Linguistically speaking, political correctness implies some sort of connection with politics. However, such is not to be found. A far-reaching stipulation may claim that PC-ness was born in a world of excessive oppression, despotism and arrogance and hence has a political affiliation. Yet, the ideas of vegetarians and vegans about meat and dairy production (the first being denoted as murdering cattle, and the second - as cow oppression or cow assassination) rarely play a prominent role in politics. Only the theories of the greens are slowly making their way into the realm of politics (by the way, much faster in places which are still unaware of the notion political correctness) by having campaigns about saving the rainforests or not killing rare animal species.


PC-ness has entirely made its way into U.S. college and university campuses. In fact, the terms is so widely used that there is rarely a day when one will not hear it at least once. The first time I ever heard the words 'political correctness', I was astounded and thought for quite some time that I had badly offended someone's political views. Well, neither the context was political nor was there any offence, so it simply took me some time to figure out what was meant by this flamboyant phrase.

The political correctness will always flourish on campuses as they are thought to be some of the most progressive places, breeding the minds of the next generation of talented geniuses. College campuses are already filled with discussions about terms and notions, which simply sound awkward to the ears of international students. For example, the aforementioned word freshman is a bad word these days because it includes the word man. Since one can't really say freshwoman (that sounds even more sexist), the term frosh was coined or the plain first-year student is being used instead. If we have to continue in this same fashion, I must ask what has to be done with the word woman as it contains man inside, or what substitute can be invented for the word female as it definitely contains male in itself. Similarly, gay and lesbian people take offence in being labeled as such, so they need to be called queer, despite the oddity of this term. Moreover, one popular college concept is public space - anything that is open to the scrutiny of public eyes. Sad but true: public space includes your own dorm room unless its doors are carefully closed. And, if this is not enough, be advised that some deans of some colleges have already declared that celebrating Christmas on campus is very offensive to other cultures and should therefore be abandoned as a practice!
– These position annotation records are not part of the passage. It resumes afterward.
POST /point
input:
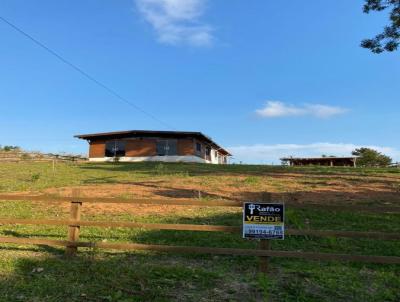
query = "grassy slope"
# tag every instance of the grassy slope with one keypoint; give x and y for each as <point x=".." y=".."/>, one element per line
<point x="105" y="276"/>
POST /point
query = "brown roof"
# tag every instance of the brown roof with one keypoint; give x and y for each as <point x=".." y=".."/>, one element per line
<point x="319" y="158"/>
<point x="152" y="133"/>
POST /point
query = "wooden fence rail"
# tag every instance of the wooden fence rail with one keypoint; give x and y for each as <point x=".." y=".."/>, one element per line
<point x="264" y="251"/>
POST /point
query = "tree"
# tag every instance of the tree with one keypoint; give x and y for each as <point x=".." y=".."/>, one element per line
<point x="389" y="39"/>
<point x="371" y="158"/>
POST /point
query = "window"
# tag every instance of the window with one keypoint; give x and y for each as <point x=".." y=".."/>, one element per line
<point x="167" y="147"/>
<point x="198" y="147"/>
<point x="115" y="148"/>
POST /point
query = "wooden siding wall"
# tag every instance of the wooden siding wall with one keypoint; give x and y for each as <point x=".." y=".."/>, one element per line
<point x="185" y="147"/>
<point x="141" y="147"/>
<point x="97" y="149"/>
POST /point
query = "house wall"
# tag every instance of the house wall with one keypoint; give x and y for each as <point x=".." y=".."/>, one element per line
<point x="186" y="147"/>
<point x="141" y="147"/>
<point x="145" y="149"/>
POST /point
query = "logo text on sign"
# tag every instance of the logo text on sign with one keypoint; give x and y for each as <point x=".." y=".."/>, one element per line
<point x="263" y="220"/>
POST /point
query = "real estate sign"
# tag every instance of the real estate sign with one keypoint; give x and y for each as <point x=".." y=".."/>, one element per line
<point x="263" y="220"/>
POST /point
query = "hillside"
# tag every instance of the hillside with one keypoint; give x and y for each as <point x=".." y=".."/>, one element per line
<point x="145" y="276"/>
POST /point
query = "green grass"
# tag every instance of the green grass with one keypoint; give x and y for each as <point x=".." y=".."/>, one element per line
<point x="98" y="275"/>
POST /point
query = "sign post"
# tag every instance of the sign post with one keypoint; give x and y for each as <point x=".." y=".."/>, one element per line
<point x="263" y="221"/>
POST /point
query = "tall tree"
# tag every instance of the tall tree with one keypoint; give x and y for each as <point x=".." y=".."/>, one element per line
<point x="389" y="39"/>
<point x="371" y="158"/>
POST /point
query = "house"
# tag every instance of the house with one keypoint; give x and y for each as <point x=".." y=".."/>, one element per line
<point x="144" y="145"/>
<point x="321" y="161"/>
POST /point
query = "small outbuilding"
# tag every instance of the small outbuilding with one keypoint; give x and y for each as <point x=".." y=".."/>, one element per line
<point x="331" y="161"/>
<point x="146" y="145"/>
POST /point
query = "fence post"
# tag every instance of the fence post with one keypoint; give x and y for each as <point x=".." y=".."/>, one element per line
<point x="73" y="230"/>
<point x="264" y="244"/>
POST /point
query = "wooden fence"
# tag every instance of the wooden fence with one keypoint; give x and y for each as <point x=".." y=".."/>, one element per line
<point x="19" y="156"/>
<point x="264" y="252"/>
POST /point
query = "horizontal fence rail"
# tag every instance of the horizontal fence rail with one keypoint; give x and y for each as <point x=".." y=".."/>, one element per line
<point x="264" y="251"/>
<point x="199" y="227"/>
<point x="198" y="202"/>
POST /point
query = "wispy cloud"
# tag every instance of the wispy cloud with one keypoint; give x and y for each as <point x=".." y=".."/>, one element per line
<point x="261" y="153"/>
<point x="274" y="109"/>
<point x="177" y="21"/>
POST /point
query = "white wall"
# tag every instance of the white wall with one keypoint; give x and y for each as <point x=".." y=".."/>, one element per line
<point x="168" y="158"/>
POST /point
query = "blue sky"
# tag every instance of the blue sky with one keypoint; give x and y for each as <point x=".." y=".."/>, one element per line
<point x="263" y="78"/>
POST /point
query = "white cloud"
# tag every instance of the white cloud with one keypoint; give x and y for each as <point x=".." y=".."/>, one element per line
<point x="272" y="153"/>
<point x="279" y="109"/>
<point x="177" y="21"/>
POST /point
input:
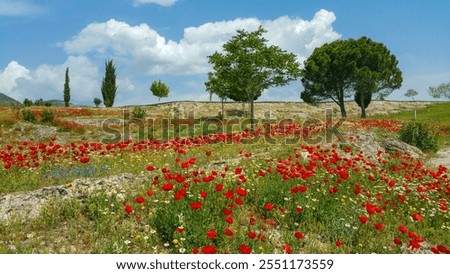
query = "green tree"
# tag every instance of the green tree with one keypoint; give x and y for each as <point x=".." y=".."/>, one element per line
<point x="159" y="89"/>
<point x="248" y="66"/>
<point x="443" y="90"/>
<point x="376" y="70"/>
<point x="67" y="89"/>
<point x="411" y="93"/>
<point x="339" y="69"/>
<point x="109" y="87"/>
<point x="97" y="102"/>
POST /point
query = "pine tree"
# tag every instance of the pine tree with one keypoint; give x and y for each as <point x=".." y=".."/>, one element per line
<point x="109" y="88"/>
<point x="67" y="89"/>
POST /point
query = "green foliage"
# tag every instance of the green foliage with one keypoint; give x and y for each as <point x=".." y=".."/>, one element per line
<point x="159" y="89"/>
<point x="339" y="69"/>
<point x="39" y="102"/>
<point x="28" y="115"/>
<point x="97" y="102"/>
<point x="67" y="89"/>
<point x="47" y="116"/>
<point x="109" y="87"/>
<point x="419" y="135"/>
<point x="27" y="102"/>
<point x="138" y="113"/>
<point x="443" y="90"/>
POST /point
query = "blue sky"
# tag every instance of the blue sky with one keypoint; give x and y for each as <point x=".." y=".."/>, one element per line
<point x="171" y="39"/>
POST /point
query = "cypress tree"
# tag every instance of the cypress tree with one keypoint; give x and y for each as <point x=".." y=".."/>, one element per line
<point x="109" y="87"/>
<point x="67" y="89"/>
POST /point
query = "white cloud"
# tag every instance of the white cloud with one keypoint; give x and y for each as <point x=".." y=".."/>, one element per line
<point x="19" y="8"/>
<point x="139" y="52"/>
<point x="152" y="53"/>
<point x="164" y="3"/>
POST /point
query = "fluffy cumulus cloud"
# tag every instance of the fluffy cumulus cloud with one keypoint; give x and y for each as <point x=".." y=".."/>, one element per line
<point x="152" y="53"/>
<point x="165" y="3"/>
<point x="141" y="54"/>
<point x="47" y="81"/>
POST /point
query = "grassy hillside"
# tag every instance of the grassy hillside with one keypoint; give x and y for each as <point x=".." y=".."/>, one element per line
<point x="437" y="114"/>
<point x="7" y="101"/>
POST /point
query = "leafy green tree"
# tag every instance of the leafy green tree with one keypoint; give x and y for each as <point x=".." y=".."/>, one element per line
<point x="443" y="90"/>
<point x="67" y="89"/>
<point x="159" y="89"/>
<point x="109" y="87"/>
<point x="341" y="68"/>
<point x="97" y="102"/>
<point x="248" y="66"/>
<point x="376" y="70"/>
<point x="411" y="93"/>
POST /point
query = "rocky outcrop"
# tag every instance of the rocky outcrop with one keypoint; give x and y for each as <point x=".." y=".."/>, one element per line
<point x="370" y="144"/>
<point x="24" y="206"/>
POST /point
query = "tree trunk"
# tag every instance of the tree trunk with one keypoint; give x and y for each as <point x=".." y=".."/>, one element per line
<point x="342" y="106"/>
<point x="252" y="116"/>
<point x="363" y="106"/>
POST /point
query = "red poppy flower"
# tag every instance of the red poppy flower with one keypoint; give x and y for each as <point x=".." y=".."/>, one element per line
<point x="287" y="249"/>
<point x="219" y="187"/>
<point x="241" y="192"/>
<point x="363" y="219"/>
<point x="167" y="187"/>
<point x="140" y="200"/>
<point x="228" y="232"/>
<point x="211" y="234"/>
<point x="251" y="235"/>
<point x="417" y="217"/>
<point x="402" y="229"/>
<point x="378" y="226"/>
<point x="229" y="220"/>
<point x="84" y="159"/>
<point x="196" y="205"/>
<point x="128" y="209"/>
<point x="245" y="249"/>
<point x="239" y="201"/>
<point x="299" y="235"/>
<point x="269" y="206"/>
<point x="209" y="249"/>
<point x="414" y="245"/>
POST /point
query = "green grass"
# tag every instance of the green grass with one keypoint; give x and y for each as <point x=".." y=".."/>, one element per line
<point x="437" y="114"/>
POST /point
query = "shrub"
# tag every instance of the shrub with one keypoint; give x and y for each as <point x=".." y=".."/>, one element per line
<point x="28" y="115"/>
<point x="27" y="102"/>
<point x="47" y="116"/>
<point x="419" y="135"/>
<point x="138" y="113"/>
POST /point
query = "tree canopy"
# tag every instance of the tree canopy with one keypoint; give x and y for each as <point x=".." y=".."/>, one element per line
<point x="248" y="66"/>
<point x="109" y="87"/>
<point x="159" y="89"/>
<point x="341" y="68"/>
<point x="443" y="90"/>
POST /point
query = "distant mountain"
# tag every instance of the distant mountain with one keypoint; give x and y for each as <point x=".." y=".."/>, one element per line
<point x="7" y="101"/>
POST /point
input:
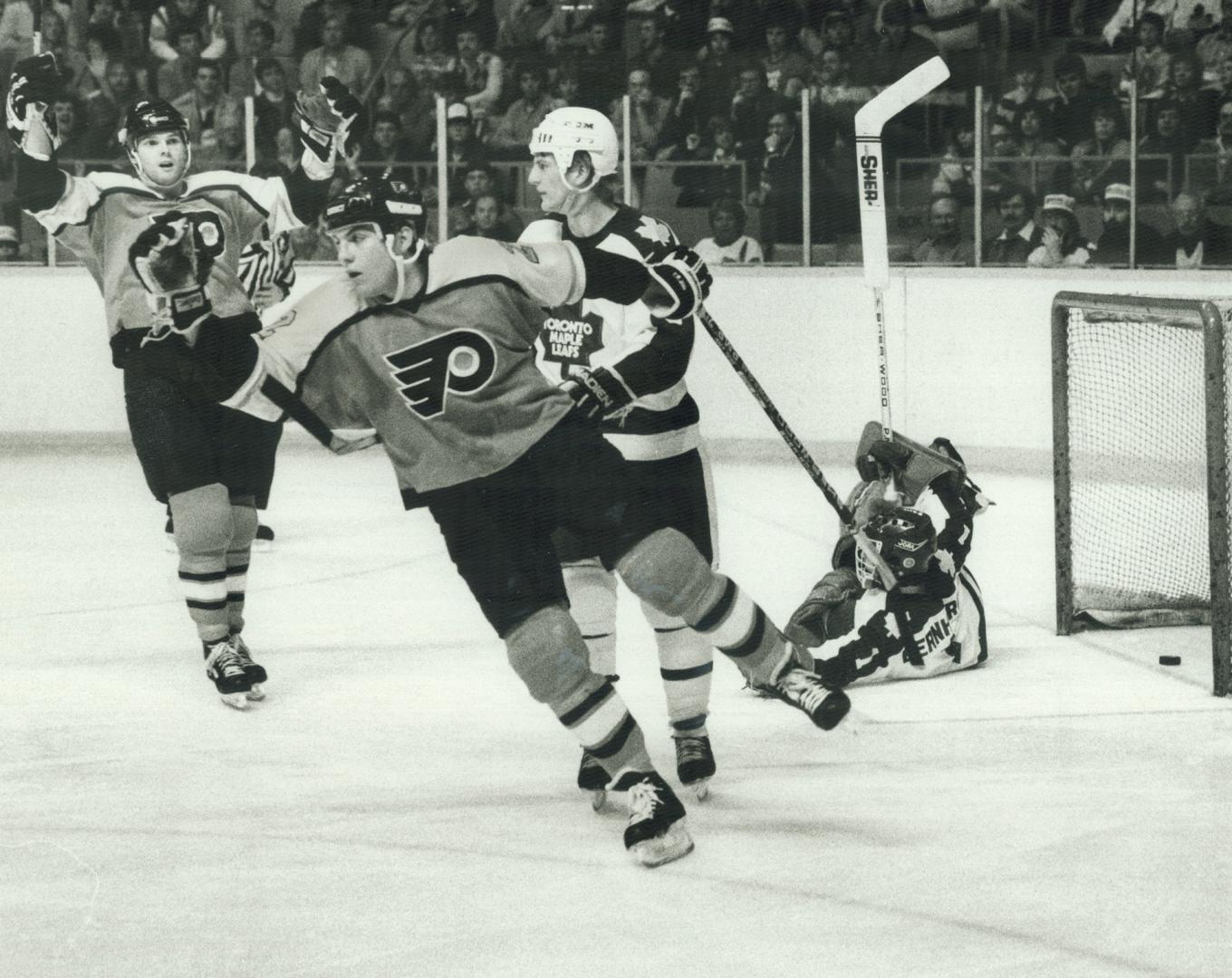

The most common result of the debate on political correctness is the creation of an ever-expanding realm of euphemisms. The bothering point here is the fact that euphemisms simply make something sound more pleasant to the ears, but do not change the substance of the notion in question. A few examples are listed below:

  • a foreigner or a foreign student is typically dubbed an international student / scholar / visitor (Note: Has any of you felt less foreign in the U.S. as a result? I doubt it. And, just as contrast, to the U.S. government we all are aliens! How PC is that!)
  • words like sweetheart, lover, partner and the like have fallen out of fashion for the plain term significant other, which supposedly has no sexual connotation
  • the forceful and expressive English shut up! cannot be overheard in any public space due to its derogatory nature and therefore one needs to constantly watch out not to say it by accident
  • these days, people donate their time instead of the good old volunteer - supposedly, the former sounds more profound and benevolent
  • and if you live outside of the U.S., you only need to fill out some sort of a U.S. application form in order to find out that you are termed Caucasian if you are white and come from Europe, Australia or most of North America.

Of course, there's much more that can be said about political correctness and its exuberance. There's only one piece of advice I can give to any reader of these lines: enjoy the funny slips of tongue around you and their euphemistic counter-parts while in the U.S. because there ain't too many places on earth where you can do this!